W umowie opisano MMS Fingerprint jako narzędzie, za pomocą którego klient NSO może uzyskać szczegółowe informacje na temat docelowego urządzenia BlackBerry, urządzenia z systemem Android lub iOS oraz wersji jego systemu operacyjnego, po prostu wysyłając do niego wiadomość MMS.

„Aby otrzymać odcisk palca urządzenia, nie jest wymagana żadna interakcja użytkownika, zaangażowanie ani otwieranie wiadomości” – czytamy w umowie.

W zeszłym tygodniu w poście na blogu pt. Cathal McDaid, badacz Enei, powiedział, że zdecydował się zbadać tę wzmiankę, ponieważ „odcisk palca MMS” nie był terminem znanym w branży.

„Chociaż zawsze musimy brać pod uwagę, że NSO Group może po prostu „wymyślać” lub wyolbrzymiać możliwości, o których twierdzi, że je posiada (z naszego doświadczenia wynika, że ​​firmy monitorujące regularnie obiecują za dużo swoich możliwości), fakt, że było to na podstawie umowy, a nie reklamy, sugeruje, że bardziej prawdopodobne, że stało się to naprawdę” – napisał McDaid.

Odcisk palca ze względu na problem z przepływem wiadomości MMS

Dochodzenie McDaida szybko doprowadziło go do wniosku, że technika wymieniona w umowie z NSO Group prawdopodobnie dotyczyła samego przepływu wiadomości MMS, a nie jakichkolwiek luk specyficznych dla systemu operacyjnego.

Przepływ zazwyczaj rozpoczyna się od przesłania przez urządzenie nadawcy wiadomości MMS do Centrum MMS (MMSC) nadawcy. MMSC nadawcy przekazuje następnie tę wiadomość do MMSC odbiorcy, który następnie powiadamia urządzenie odbiorcy o oczekującej wiadomości MMS. Urządzenie odbiorcy następnie pobiera wiadomość ze swojego MMSC, napisał McDaid.

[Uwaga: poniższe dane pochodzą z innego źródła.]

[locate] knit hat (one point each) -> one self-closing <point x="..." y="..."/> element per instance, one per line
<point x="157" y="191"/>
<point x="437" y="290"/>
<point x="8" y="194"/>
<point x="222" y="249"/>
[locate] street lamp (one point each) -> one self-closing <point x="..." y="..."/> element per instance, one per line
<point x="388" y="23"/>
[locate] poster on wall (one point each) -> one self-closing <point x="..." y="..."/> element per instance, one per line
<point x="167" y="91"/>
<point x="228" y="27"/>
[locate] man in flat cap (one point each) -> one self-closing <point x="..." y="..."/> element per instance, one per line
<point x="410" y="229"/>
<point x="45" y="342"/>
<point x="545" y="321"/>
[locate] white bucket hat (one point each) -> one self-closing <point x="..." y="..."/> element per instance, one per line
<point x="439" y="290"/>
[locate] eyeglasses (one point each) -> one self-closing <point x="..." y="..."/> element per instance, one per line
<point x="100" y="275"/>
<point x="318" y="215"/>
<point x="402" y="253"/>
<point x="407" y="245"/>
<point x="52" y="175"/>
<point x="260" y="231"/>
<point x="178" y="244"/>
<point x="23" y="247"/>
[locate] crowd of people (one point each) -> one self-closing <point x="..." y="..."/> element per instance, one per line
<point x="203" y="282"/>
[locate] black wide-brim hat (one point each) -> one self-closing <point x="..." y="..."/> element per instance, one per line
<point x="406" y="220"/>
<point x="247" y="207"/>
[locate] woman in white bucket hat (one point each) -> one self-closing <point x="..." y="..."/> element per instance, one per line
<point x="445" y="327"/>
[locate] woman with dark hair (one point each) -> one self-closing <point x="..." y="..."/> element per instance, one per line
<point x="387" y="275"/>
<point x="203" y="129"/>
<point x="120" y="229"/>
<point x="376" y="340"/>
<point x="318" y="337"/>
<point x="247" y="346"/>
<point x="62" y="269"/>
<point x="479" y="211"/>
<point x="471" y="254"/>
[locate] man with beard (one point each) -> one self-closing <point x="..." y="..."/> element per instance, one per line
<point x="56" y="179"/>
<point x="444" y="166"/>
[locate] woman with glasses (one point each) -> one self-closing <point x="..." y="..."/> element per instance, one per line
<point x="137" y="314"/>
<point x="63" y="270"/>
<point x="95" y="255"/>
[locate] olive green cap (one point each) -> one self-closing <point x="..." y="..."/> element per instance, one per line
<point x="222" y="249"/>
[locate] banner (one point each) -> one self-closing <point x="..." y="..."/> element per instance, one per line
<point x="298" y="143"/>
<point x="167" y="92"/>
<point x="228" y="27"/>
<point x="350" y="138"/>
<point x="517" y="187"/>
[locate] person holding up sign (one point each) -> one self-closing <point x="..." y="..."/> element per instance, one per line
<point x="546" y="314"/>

Ponieważ twórcy MMS-a wprowadzili go w czasie, gdy nie wszystkie urządzenia mobilne były kompatybilne z usługą, postanowili zastosować specjalny rodzaj SMS-ów (tzw. „WSP Push”) w celu powiadamiania urządzeń odbiorców o oczekujących wiadomościach MMS w sieci. MMSC odbiorcy. Późniejsza prośba o pobranie nie jest tak naprawdę wiadomością MMS, ale żądaniem HHTP GET wysłanym na adres URL treści podany w polu lokalizacji treści w powiadomieniu – napisał badacz.

„Interesujące jest to, że w tym HTTP GET zawarte są informacje o urządzeniu użytkownika” – napisał. McDaid doszedł do wniosku, że prawdopodobnie w ten sposób Grupa NSO uzyskała informacje o docelowym urządzeniu.

McDaid przetestował swoją teorię na kilku przykładowych kartach SIM od zachodnioeuropejskiego operatora telekomunikacyjnego i po kilku próbach i błędach był w stanie uzyskać informacje o kliencie testowym UserAgent i nagłówku HTTP opisujące możliwości urządzenia. Doszedł do wniosku, że podmioty z Grupy NSO mogą wykorzystać te informacje do wykorzystania określonych luk w zabezpieczeniach mobilnych systemów operacyjnych lub dostosowania Pegasusa i innych złośliwych ładunków do urządzeń docelowych.

„Lub można go wykorzystać do skuteczniejszego tworzenia kampanii phishingowych skierowanych przeciwko osobie korzystającej z urządzenia” – zauważył.

McDaid powiedział, że jego dochodzenie prowadzone w ciągu ostatnich kilku miesięcy nie przyniosło dotychczas żadnych dowodów na to, że ktokolwiek wykorzystywał tę technikę na wolności.